Aquilo aconteceu mesmo? Foi assombroso. Nunca vimos nada assim, uma beleza anómala tão inquietante, tão misteriosa e tão devoradora. Sem peias: o pódio vai todo, e imediatamente, para o exoplaneta pop de Fever Ray — e não estamos a ver aqui, nem em lado nenhum desta constelação, quem a poderá destronar.
Loyle Carner, o rapper a seguir, e o resto
Tudo o resto do 2.º dia do Vodafone Paredes de Coura parecerá periférico e supletório e banal.
Mas não foi: Loyle Carner, o rapper inglês de 28 anos nomeado para o Mercury Prize com o novo disco “Hugo” (cerimónia a 7 de setembro), apresentou-se com um quarteto soul dulcíssimo e o seu set de hip hop multissilábico foi melancólico, dinâmico, franco e francamente comovente; Desire, o duo italo-disco da LA de Johnny Jewel, foi um film noir lúbrico e cheio de lascívia — a vocalista Megan Louise, num microvestido de vinil, meias de renda, pernas intermináveis, é a pantera mais sexy que até agora aqui se viu a flanar — e tocaram uma borbulhante versão de “Bizarre love triangle” melhor do que a dos New Order, por isso até se perdoa o playback da Louise; e Sudan Archives, com o seu lirismo ousado e engenhosidade técnica pop/R&B — energia frenética tão calmante quanto fisicamente esmagadora — deram o melhor concerto convencional do dia, considerando que Fever Ray não foi só um concerto porque foi muito mais.
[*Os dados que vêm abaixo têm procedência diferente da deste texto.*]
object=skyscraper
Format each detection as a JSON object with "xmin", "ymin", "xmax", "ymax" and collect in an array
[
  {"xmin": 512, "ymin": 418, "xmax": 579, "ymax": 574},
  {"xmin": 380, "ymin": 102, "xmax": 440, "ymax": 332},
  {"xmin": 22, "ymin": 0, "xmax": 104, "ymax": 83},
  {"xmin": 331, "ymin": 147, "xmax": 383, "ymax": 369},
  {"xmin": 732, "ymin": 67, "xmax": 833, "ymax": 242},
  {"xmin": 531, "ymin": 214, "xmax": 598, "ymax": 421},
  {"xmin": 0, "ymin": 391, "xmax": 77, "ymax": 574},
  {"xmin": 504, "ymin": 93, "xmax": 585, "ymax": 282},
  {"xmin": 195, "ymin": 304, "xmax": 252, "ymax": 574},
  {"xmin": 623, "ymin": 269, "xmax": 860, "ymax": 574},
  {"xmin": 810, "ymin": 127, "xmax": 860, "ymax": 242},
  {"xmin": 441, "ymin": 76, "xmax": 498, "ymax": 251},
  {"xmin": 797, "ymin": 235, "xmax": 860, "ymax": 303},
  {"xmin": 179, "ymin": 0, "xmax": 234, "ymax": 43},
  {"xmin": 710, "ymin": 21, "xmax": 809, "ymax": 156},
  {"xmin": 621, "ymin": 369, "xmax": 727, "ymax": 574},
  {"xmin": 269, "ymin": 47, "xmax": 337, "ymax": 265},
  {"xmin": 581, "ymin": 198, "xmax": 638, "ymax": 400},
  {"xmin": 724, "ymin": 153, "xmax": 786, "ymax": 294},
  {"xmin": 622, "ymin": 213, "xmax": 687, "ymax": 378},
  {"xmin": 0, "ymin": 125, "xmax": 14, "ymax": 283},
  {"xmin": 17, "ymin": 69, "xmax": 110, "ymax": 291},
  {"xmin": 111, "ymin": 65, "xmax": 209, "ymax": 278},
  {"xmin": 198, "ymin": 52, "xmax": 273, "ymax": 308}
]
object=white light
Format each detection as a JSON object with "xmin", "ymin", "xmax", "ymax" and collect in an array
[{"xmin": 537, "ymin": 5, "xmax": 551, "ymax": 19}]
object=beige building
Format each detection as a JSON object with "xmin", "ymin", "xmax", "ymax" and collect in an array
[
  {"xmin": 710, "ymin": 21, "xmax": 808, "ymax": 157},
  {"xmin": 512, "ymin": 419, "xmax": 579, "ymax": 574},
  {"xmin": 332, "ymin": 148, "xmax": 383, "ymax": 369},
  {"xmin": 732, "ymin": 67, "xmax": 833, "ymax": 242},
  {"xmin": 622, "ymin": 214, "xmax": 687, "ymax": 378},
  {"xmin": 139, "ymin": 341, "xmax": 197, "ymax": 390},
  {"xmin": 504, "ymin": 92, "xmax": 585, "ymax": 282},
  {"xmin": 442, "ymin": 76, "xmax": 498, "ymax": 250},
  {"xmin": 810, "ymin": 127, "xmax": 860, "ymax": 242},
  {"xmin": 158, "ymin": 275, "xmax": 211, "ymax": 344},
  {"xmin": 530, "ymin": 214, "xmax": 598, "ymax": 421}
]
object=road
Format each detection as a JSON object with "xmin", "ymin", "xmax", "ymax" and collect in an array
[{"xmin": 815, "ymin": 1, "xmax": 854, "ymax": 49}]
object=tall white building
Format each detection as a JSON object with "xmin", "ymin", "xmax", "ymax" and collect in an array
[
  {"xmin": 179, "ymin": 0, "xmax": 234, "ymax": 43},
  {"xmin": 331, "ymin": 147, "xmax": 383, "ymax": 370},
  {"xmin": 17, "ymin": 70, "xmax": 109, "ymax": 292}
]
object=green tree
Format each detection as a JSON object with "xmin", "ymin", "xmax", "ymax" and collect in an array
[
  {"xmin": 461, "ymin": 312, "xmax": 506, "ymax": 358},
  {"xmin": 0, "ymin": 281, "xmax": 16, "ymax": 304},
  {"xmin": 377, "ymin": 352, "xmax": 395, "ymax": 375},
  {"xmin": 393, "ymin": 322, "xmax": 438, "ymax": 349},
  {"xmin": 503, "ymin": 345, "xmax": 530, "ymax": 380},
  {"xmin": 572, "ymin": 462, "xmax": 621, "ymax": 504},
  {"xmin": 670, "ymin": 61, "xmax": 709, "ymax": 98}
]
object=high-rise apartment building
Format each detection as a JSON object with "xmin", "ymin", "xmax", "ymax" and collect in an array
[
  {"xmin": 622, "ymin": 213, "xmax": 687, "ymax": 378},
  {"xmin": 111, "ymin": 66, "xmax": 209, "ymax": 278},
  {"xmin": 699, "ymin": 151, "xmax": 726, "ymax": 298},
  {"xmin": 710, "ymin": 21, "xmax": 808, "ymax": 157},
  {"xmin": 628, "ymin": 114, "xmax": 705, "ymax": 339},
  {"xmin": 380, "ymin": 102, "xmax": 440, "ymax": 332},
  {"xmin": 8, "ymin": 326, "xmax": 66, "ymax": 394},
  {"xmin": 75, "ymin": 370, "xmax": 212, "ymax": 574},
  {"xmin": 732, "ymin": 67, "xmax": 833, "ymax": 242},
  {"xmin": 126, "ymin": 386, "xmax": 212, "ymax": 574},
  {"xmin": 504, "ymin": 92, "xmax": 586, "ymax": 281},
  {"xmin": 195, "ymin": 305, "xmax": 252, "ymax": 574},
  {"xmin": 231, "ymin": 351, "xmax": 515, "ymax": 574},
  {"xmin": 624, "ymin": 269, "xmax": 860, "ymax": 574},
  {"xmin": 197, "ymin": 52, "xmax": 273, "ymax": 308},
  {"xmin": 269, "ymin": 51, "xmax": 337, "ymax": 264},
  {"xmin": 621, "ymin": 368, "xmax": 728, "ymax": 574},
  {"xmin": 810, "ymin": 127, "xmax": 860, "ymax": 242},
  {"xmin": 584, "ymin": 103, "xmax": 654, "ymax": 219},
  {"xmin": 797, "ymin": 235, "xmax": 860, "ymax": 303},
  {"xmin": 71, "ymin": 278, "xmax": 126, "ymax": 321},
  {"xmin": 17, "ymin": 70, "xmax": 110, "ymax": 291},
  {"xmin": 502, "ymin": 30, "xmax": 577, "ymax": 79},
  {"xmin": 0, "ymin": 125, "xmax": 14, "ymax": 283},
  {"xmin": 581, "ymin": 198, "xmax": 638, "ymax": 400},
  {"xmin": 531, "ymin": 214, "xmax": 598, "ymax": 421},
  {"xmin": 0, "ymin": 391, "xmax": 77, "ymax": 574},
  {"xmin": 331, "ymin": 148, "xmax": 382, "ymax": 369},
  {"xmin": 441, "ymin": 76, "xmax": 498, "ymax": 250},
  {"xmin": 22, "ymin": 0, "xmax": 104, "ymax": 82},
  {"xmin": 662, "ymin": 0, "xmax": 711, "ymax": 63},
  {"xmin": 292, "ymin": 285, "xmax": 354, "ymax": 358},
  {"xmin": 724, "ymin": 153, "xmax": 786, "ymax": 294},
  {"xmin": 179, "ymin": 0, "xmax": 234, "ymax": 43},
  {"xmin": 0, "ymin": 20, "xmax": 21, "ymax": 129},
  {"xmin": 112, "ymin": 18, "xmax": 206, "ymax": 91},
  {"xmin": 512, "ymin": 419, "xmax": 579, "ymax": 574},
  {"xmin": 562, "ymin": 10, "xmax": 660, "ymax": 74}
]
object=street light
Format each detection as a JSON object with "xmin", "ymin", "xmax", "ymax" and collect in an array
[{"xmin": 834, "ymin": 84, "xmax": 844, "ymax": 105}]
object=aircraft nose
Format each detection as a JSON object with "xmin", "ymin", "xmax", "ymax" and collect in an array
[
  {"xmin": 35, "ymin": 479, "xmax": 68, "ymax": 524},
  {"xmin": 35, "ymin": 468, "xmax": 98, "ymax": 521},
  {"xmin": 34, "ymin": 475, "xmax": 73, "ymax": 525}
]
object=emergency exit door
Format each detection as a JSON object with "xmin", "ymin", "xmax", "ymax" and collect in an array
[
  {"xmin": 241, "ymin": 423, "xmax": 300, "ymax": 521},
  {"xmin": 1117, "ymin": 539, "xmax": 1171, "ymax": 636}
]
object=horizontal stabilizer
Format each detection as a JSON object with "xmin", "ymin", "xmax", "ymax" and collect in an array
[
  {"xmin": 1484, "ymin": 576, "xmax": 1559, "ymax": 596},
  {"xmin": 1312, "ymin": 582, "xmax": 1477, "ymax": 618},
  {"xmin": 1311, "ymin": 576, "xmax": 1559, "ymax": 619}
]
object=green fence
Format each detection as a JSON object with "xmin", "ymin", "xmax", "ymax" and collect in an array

Os dois números de rock adulto do dia, Brian Jonestown Massacre e The Walkmen, desapontaram os melómanos mais escrupulosos com a sua mornidão. Ainda assim, melhor os segundos, que conseguiram um dramático pico emotivo com o pós-punk de guitarras que explodiram a tilintar na “The rat”, uma canção com 19 anos celebrada como um single novo, porque os do Brian Jonestown Massacre se puseram naquela pose de rockers que se estão nas tintas e pouco mais conseguiram do que enfadar.